Comments about Including the Disciplinary Core Idea
This concept will be easier for students to connect to if 5-LS1-1 (Support an argument that plants get the materials they need for growth chiefly from air and water) is addressed previously or bundled together with 5-PS3-1.

Crosscutting Concepts

This resource is explicitly designed to build towards this crosscutting concept.

Comments about Including the Crosscutting Concept
Students create wetlands ecosystems, and then follow the energy as it moves between animals. They also learn that the amount of energy that moves to the consumer from the prey is only about ten percent of what the prey has consumed. The teacher should emphasize that although some energy is transferred to the predator, much of the energy is used by the prey to live.

Resource Quality

  • Alignment to the Dimensions of the NGSS: This resource helps the students to make sense of the phenomena of energy movement in food webs. To ensure a more thorough alignment, the teacher will need to introduce the concepts of producers getting their energy from the sun, and then decomposers breaking down dead plants and animals, which return energy to the earth. The students need to understand that the energy moves in a cycle, which will prepare them for the next concept at the middle school level.

  • Instructional Supports: This unit included a time-line, a day-by-day description of suggested instruction, website links, student lab sheets, and templates for multiple models. Supports for ELL and struggling students are not present, although the variety of hands-on models may be helpful for those students.

  • Monitoring Student Progress: Many formative assessment strategies are offered (completed lab sheets, completed food webs, writing assignment about Wolf Island, etc.), as well as a content-driven summative writing assessment. If instructor chooses to have students construct an explanation at the end of the unit, a rubric would need to be developed to evaluate the writing.

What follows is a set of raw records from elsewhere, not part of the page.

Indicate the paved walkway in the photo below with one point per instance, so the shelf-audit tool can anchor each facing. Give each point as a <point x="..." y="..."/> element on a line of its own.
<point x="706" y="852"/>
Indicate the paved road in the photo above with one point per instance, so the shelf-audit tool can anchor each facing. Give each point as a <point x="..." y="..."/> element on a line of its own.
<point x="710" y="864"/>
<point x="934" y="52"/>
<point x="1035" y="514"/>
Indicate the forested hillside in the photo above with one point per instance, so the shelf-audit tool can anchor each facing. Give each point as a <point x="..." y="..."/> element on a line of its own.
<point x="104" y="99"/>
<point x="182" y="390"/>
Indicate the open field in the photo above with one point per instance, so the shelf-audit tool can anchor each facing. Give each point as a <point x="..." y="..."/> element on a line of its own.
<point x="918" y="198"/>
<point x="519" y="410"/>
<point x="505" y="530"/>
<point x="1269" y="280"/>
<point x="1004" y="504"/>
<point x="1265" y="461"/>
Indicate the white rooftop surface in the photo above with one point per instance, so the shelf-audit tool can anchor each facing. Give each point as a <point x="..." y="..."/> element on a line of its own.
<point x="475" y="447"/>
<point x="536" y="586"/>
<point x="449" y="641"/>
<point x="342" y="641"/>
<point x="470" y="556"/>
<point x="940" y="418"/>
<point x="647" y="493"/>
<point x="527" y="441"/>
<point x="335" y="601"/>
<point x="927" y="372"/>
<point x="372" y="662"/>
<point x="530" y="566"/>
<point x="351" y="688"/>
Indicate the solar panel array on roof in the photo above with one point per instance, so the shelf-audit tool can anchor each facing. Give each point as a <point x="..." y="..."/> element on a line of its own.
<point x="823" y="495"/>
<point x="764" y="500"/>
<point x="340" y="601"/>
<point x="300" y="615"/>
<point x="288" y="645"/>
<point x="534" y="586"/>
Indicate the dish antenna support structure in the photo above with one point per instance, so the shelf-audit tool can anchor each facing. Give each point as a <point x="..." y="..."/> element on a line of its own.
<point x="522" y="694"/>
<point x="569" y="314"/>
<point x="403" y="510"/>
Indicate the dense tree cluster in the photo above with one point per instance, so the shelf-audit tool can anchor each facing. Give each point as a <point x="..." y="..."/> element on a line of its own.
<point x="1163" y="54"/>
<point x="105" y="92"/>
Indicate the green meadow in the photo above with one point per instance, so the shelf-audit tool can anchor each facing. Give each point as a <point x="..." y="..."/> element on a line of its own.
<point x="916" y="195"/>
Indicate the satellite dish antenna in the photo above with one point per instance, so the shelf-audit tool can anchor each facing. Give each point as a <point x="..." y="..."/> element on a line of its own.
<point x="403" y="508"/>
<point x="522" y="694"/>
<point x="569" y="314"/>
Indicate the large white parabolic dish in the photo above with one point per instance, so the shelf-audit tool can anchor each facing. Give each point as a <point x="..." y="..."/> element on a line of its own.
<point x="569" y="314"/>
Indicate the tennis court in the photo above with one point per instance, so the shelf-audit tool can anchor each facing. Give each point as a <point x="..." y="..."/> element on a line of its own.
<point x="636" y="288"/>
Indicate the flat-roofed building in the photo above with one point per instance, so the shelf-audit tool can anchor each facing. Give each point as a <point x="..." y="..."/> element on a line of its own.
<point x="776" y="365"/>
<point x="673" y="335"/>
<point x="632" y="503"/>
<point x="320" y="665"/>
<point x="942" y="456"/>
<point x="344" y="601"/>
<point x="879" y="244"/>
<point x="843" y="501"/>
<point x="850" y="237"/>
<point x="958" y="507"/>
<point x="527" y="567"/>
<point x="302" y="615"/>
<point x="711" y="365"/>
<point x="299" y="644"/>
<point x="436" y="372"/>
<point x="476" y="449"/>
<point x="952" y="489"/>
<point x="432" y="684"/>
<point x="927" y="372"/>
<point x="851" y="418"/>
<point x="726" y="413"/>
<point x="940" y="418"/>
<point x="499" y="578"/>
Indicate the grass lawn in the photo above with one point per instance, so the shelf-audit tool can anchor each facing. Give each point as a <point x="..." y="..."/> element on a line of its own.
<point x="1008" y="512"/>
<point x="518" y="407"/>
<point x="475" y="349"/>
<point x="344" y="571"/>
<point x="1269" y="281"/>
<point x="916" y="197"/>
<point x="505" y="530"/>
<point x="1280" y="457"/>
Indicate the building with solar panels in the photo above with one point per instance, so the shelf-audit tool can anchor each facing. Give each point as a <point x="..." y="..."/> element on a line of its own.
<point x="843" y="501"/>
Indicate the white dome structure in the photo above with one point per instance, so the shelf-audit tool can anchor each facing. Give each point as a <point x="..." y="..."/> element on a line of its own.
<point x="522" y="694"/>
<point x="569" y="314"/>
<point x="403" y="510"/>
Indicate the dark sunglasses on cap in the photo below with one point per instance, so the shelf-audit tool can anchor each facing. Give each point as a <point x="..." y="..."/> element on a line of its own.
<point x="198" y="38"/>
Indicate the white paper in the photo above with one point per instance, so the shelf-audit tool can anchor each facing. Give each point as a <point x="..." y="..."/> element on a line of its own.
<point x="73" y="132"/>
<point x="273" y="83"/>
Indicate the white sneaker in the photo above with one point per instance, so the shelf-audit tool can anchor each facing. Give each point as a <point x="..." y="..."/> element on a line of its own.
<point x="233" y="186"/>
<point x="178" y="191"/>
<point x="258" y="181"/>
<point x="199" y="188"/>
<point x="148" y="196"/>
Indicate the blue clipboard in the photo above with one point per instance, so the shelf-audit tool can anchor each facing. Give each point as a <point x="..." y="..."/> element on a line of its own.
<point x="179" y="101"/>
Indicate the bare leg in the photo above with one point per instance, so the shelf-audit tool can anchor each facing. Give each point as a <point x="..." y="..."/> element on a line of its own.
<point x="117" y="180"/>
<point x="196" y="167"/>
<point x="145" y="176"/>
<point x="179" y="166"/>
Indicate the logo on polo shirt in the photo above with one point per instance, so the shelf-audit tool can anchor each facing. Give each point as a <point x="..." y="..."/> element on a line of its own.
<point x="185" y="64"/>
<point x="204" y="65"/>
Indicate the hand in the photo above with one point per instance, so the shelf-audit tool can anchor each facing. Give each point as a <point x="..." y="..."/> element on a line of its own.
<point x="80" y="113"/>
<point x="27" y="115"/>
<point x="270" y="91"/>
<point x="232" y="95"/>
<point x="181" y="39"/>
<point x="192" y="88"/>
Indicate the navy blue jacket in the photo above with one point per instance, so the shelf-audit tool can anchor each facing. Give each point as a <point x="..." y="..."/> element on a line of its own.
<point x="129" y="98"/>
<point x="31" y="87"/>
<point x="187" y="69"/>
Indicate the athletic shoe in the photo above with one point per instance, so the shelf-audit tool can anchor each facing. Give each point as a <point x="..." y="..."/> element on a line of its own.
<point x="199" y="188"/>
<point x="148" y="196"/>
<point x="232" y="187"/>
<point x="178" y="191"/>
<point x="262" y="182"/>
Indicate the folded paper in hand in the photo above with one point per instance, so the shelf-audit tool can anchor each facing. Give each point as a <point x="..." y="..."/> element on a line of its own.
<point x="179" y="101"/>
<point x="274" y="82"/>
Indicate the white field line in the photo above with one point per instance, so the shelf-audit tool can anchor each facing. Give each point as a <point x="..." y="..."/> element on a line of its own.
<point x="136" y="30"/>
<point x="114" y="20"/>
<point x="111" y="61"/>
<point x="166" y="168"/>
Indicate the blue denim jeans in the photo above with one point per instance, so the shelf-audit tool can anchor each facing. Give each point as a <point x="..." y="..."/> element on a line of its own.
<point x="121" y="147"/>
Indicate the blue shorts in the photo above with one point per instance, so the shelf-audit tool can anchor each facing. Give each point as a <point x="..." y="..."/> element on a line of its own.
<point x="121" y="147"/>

  • Quality of Technological Interactivity: Students use a variety of resources that are available online, but they do not interact with the materials. All activities could be completed without the aid of a computer. To more fully integrate technology, the students could actually build their food web online to present to the class, rather than drawing it on an overhead. Moving pictures would make the presentations much more entertaining to the students. This would probably add a day to the length of the unit, however.